Label all claims with one of:

- `documentation-based` — grounded in SAP audit and compliance documentation, GRC best practices, or regulatory framework requirements (SOC 2, ISO 27001, SOX, GxP)
- `user-provided evidence` — audit evidence artifacts, control descriptions, audit scope descriptions, or written landscape descriptions provided by the user
- `inference` — derived reasoning not directly confirmed by official docs or user evidence

## Live-environment rules

**This skill does not touch live systems.** There is no SAP system API call, GRC Access Control connection, BTP subaccount access, ABAP RFC call, audit log service query, or S/4HANA tenant access in this skill's execution path. Users must supply evidence artifacts, control descriptions, and audit scope information for this skill to advise on packaging, redaction, and framework alignment.

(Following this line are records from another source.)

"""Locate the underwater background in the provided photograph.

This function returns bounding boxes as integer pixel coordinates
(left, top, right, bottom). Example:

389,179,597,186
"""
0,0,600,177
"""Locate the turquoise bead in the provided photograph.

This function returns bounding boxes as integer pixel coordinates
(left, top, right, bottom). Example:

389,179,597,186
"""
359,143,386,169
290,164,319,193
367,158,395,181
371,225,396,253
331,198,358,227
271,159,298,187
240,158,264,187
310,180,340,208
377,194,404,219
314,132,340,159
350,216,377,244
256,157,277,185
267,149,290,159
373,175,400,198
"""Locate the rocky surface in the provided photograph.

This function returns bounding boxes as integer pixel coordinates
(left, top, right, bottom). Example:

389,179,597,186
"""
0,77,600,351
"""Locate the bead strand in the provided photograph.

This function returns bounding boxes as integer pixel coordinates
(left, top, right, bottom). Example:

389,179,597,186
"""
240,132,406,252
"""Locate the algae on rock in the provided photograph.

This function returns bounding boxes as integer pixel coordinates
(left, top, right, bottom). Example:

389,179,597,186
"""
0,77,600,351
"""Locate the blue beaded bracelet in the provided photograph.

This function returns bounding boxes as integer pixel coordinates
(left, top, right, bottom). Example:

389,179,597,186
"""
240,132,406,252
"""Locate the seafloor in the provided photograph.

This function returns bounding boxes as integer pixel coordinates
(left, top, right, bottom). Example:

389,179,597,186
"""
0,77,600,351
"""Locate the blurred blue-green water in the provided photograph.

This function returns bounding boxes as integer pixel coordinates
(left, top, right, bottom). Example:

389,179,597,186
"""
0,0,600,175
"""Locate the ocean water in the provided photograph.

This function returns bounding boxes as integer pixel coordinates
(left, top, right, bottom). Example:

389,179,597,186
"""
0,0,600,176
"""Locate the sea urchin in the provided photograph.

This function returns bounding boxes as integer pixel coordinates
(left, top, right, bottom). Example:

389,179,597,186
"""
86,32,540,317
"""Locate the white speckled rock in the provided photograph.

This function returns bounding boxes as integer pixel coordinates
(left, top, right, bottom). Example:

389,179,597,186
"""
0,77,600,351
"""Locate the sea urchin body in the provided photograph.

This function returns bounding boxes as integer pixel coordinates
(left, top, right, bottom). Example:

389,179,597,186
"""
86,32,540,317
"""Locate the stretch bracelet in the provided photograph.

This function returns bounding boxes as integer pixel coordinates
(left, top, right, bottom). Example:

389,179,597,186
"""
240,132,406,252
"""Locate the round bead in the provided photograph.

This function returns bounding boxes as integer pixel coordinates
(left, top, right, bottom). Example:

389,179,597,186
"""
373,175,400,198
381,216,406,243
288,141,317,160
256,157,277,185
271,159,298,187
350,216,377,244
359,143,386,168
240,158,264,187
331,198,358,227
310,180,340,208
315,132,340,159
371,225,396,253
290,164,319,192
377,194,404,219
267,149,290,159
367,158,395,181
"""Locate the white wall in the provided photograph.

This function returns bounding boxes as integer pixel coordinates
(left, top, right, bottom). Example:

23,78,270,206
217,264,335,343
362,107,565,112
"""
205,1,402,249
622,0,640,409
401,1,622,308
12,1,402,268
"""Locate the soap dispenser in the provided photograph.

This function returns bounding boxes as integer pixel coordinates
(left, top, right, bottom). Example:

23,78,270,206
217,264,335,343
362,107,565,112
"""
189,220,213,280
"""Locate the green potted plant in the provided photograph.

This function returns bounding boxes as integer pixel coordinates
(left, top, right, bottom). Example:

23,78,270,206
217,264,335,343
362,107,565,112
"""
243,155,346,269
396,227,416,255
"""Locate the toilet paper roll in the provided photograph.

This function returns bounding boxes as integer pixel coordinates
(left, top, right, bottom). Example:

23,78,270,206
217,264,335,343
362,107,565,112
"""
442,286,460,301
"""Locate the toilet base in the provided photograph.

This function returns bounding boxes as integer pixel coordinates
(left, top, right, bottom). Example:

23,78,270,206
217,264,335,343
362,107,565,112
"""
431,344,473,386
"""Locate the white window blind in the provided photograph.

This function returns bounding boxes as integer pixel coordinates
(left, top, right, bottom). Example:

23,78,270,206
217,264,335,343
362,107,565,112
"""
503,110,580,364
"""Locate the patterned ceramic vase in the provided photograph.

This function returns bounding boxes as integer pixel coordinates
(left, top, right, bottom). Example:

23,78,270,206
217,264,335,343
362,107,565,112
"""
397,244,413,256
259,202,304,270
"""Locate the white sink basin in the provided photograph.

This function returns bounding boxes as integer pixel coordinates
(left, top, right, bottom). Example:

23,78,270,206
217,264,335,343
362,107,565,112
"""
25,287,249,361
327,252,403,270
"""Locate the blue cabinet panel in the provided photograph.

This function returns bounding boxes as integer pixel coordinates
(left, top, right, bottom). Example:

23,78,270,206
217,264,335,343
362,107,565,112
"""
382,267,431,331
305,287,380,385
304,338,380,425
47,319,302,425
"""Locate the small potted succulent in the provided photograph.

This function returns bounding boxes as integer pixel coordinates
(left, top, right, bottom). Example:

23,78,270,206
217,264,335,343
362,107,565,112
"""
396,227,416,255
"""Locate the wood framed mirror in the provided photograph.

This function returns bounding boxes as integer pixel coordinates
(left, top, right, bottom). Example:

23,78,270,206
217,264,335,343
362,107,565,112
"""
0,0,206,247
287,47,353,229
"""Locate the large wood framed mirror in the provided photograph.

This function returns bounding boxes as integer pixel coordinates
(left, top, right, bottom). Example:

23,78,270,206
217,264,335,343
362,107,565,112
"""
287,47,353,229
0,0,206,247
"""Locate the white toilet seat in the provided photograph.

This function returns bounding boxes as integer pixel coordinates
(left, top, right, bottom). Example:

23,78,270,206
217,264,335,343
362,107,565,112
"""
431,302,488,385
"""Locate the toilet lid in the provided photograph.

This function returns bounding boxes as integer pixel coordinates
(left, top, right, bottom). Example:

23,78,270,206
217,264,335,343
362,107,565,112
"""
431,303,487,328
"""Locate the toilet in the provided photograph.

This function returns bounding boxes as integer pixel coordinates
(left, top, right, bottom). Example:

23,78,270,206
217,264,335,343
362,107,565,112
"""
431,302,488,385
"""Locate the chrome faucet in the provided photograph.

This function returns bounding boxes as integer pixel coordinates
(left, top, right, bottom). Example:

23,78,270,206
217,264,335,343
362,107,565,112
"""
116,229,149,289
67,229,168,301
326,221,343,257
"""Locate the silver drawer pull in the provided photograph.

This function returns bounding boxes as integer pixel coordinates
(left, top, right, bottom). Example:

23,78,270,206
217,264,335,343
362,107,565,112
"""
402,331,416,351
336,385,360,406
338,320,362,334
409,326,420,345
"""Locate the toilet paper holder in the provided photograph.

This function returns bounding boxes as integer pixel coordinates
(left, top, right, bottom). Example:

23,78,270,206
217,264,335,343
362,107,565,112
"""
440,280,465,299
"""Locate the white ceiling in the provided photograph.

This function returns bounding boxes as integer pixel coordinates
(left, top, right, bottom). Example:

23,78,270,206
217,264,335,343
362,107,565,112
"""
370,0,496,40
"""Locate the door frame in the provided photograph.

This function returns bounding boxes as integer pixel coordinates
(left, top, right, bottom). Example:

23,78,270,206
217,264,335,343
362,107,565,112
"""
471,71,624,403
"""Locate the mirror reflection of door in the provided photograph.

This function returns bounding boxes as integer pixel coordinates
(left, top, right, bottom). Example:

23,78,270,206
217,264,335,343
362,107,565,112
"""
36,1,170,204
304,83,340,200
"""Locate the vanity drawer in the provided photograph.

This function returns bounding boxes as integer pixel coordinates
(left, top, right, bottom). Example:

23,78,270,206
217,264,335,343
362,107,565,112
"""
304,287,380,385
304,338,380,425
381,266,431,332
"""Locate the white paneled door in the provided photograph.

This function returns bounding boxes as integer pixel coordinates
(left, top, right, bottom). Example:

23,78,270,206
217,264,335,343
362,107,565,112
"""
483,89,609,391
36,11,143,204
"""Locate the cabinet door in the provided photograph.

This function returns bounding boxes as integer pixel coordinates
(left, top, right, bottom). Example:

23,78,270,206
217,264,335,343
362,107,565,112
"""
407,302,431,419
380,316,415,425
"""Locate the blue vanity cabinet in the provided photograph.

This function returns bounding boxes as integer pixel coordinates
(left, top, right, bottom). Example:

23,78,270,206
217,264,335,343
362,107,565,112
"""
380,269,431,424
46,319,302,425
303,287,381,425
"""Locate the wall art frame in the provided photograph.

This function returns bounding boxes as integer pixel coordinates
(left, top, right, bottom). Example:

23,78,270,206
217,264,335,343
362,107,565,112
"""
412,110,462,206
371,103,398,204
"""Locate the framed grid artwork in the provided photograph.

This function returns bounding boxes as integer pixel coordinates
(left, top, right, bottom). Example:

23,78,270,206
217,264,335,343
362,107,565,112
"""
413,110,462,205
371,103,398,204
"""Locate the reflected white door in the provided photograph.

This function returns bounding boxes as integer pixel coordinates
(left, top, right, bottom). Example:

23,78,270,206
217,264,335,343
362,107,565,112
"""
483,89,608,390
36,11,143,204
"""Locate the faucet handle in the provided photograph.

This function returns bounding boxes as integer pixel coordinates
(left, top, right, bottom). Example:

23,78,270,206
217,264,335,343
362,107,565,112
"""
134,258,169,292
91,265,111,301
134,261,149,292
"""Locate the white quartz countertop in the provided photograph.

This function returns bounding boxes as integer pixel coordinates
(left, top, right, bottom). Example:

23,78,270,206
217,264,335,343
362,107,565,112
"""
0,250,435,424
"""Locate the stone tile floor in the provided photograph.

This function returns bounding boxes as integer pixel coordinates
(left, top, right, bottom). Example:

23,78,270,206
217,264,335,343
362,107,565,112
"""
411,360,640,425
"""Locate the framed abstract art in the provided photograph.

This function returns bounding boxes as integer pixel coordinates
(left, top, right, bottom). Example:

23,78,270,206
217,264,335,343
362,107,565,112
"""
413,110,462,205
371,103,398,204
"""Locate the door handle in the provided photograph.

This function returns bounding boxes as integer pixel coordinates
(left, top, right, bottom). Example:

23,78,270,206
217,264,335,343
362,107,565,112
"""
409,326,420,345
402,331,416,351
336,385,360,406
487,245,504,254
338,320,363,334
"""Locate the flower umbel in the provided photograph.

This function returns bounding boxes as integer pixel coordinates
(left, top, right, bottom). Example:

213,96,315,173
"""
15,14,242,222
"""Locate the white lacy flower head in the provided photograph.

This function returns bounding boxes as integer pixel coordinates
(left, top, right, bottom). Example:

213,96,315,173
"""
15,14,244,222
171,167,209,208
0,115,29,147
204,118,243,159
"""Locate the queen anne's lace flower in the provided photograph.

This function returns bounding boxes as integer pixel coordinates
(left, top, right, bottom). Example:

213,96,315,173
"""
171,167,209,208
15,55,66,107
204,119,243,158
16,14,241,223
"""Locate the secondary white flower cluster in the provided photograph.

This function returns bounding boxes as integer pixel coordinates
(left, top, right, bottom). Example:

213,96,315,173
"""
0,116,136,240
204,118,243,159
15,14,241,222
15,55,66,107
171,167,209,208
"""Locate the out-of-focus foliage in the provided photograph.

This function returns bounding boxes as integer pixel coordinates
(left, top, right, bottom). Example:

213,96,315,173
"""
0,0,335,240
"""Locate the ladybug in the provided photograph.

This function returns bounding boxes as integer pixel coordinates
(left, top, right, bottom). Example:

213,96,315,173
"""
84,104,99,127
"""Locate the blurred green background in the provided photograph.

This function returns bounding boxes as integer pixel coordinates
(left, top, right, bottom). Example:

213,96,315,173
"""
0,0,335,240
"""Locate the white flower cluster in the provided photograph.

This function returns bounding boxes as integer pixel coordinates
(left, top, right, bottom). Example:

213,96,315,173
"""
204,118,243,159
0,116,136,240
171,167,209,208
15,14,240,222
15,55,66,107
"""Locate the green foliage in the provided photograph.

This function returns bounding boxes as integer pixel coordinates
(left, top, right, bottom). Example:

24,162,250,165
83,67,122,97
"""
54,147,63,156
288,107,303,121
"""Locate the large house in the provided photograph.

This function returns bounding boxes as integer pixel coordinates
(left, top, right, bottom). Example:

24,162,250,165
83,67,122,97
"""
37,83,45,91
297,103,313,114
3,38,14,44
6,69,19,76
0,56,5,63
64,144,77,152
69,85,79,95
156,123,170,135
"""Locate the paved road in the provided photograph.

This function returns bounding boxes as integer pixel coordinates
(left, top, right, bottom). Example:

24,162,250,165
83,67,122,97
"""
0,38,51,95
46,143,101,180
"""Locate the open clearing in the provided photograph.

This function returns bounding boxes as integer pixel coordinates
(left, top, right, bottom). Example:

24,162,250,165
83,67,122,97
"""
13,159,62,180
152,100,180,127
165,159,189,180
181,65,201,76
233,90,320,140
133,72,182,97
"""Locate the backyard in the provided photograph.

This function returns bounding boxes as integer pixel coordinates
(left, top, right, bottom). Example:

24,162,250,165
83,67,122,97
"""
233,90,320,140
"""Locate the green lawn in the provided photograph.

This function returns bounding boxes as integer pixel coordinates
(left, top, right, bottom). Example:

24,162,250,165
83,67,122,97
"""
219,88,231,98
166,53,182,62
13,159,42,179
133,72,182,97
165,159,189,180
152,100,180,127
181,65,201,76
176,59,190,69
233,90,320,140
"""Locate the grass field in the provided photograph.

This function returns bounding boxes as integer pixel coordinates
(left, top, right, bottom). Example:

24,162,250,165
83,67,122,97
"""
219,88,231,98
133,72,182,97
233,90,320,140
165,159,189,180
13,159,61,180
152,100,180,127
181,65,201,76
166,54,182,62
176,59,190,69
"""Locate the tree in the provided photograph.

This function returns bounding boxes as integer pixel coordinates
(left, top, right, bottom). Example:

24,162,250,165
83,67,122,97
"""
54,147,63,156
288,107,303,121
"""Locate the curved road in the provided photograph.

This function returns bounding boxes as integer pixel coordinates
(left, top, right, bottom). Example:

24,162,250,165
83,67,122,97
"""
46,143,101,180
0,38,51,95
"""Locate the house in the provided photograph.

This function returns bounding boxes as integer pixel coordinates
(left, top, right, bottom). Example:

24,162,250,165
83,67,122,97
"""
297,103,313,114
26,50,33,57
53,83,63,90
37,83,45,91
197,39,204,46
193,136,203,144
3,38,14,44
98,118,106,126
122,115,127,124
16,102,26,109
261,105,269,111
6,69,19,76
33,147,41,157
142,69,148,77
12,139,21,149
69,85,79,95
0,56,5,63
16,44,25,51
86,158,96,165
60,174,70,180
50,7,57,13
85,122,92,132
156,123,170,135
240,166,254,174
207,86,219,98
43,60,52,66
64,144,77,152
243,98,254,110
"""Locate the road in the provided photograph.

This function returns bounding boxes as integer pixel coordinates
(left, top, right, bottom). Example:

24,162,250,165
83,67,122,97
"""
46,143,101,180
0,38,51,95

**This skill never includes in any output**:
- Passwords, API keys, OAuth tokens, or credentials of any kind
- SAML signing certificate private keys or X.509 private keys
- Personal identifiable information: employee names, employee IDs, national identification numbers, salary data, or health data
- Customer confidential data or customer personal data
- BTP service key values, client secrets, or connection strings with embedded credentials

If a user-provided evidence artifact contains any of the above, advise on redaction before including any excerpt in this skill's output.

## References

Load only when needed:

- [Workflow and output contract](references/workflow-and-output.md) — evidence taxonomy, control-to-evidence mapping structure, chain-of-custody format, output contract.
- [Safety checklist](references/safety-checklist.md) — non-negotiables, redaction requirements, common audit evidence mistakes, when to push back.
- [Official sources](references/official-sources.md) — SAP GRC documentation, SAP audit and compliance guides, SOC 2, ISO 27001, SOX ITGC, and GxP references.

## Response minimum

Return, at minimum:

- **Problem classification**: control domain(s) in scope (SoD / Access Management / Change Management / Financial Controls / System Configuration) and the specific controls or evidence gaps being addressed.
- **Evidence used**: documentation-based / user-provided evidence / inference.
- **Risk level**: critical (control with no evidence; unmitigated gap before audit deadline) / high (partial evidence; evidence not covering full audit period) / medium (evidence present but chain-of-custody incomplete; redaction not applied) / low (minor metadata gap; reproducibility risk only).
- **Recommended action**: specific evidence artifact to collect, redaction to apply, chain-of-custody metadata to add, or framework mapping to document.
- **Refusal / escalation triggers**: if live SAP system access, GRC report extraction, or audit log query is required to complete the evidence package, state that clearly and direct to `sap-live-readonly-landscape-discovery` or `sap-live-readonly-identity-trust-discovery` for the evidence gathering step.
- **Business impact**: audit finding risk, regulatory non-compliance, certification failure, or evidence admissibility challenge.
- **Next verification step**: confirm chain-of-custody completeness and redaction with the control owner before submitting evidence to an external auditor.